Returning to our health example, say you wanted to reduce your alcohol consumption because it’s crept into heavy territory. Instead of making the New Year’s resolution to simply drink less, set a goal to drink no more than two drinks a day for the first month. It’s specific, measurable, time-defined, and more realistic than cutting cold turkey. That’s still a lot, though, so after your first month of success, cut it back to no more than two drinks a day, five days a week. Continue to use SMART goals like this until you’ve mastered the problem you resolved to solve.
Silence the inner perfectionist
Perfectionism is antithetical to any change in our lives. After all, if you could perfectly manage what you are trying to accomplish, there would be no need for the resolution to begin with.
The problem is that it curbs progress. Paterson notes three reasons why this is:
- Reasonable standards provide greater access to success, granting us positive boosts. Perfectionism derives us of these mental motivators.
- Reasonable standards allow us to continue momentum on projects. Perfectionism requires a lot of time to manage minor errors.
- Reasonable standards aren’t scary. Perfectionism imposes fear of challenges because it makes excelling unachievable.
Since perfectionism requires one to focus on failures and setbacks, the brain hacker’s solution is a growth mindset. A growth mindset understands that abilities and intelligence can be developed and that failure is part of that developing process. By not harping on your mistakes, readjusting, and then retrying, you too can kill your inner perfectionist and cultivate a growth mindset.
Your SMART goals will also assist you here as they require you to stick to a predefined time table — strict schedules being the kryptonite of all perfectionism.
Keep on keeping
As you continue, you’ll inevitably hit the wall of indifference. The resolution that excited you in January may seem stale come March. To break through this wall, keep learning and expanding your repertoire of mental hacks in order to keep the novelty-seeking part of your brain primed.
One study found that an area of the brain called the substantia nigra/ventral tegmental area (SN/VTA for short) responds to novelty more than other forms of stimulus, such as emotional content. The researchers argue that this provides evidence that novelty is a “motivating bonus to explore an environment in the search for reward rather than being a reward itself.”

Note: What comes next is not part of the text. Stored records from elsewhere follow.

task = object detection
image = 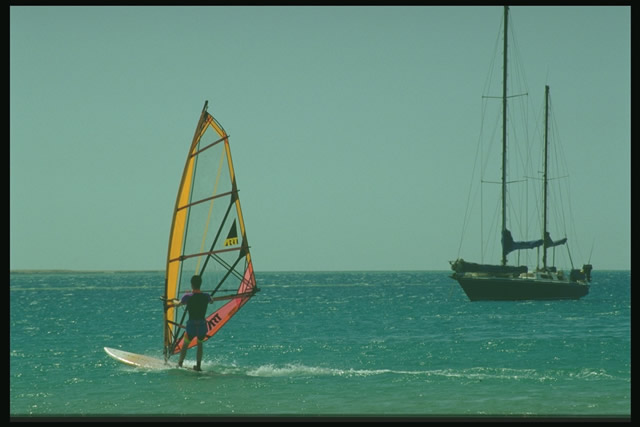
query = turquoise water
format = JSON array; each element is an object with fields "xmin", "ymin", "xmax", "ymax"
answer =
[{"xmin": 9, "ymin": 271, "xmax": 631, "ymax": 417}]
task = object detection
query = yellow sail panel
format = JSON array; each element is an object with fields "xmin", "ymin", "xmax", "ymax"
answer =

In other words, novelty can push you to keep on keeping. If your goal is to eat better, reinvest by learning a new recipe when the standards get bland. If you want to keep your exercise momentum, pick a new route to run or learn a new exercise. If you want to read more, branch out into a genre or topic that’s outside your repertoire.
These brain hacks work because they require us consider the thoughts that steer behavior. Rather than allowing our emotional state to jerk our behavior around, we instead program it to move in the direction we need it to. This not only increases our chances of success but also our resilience to failure.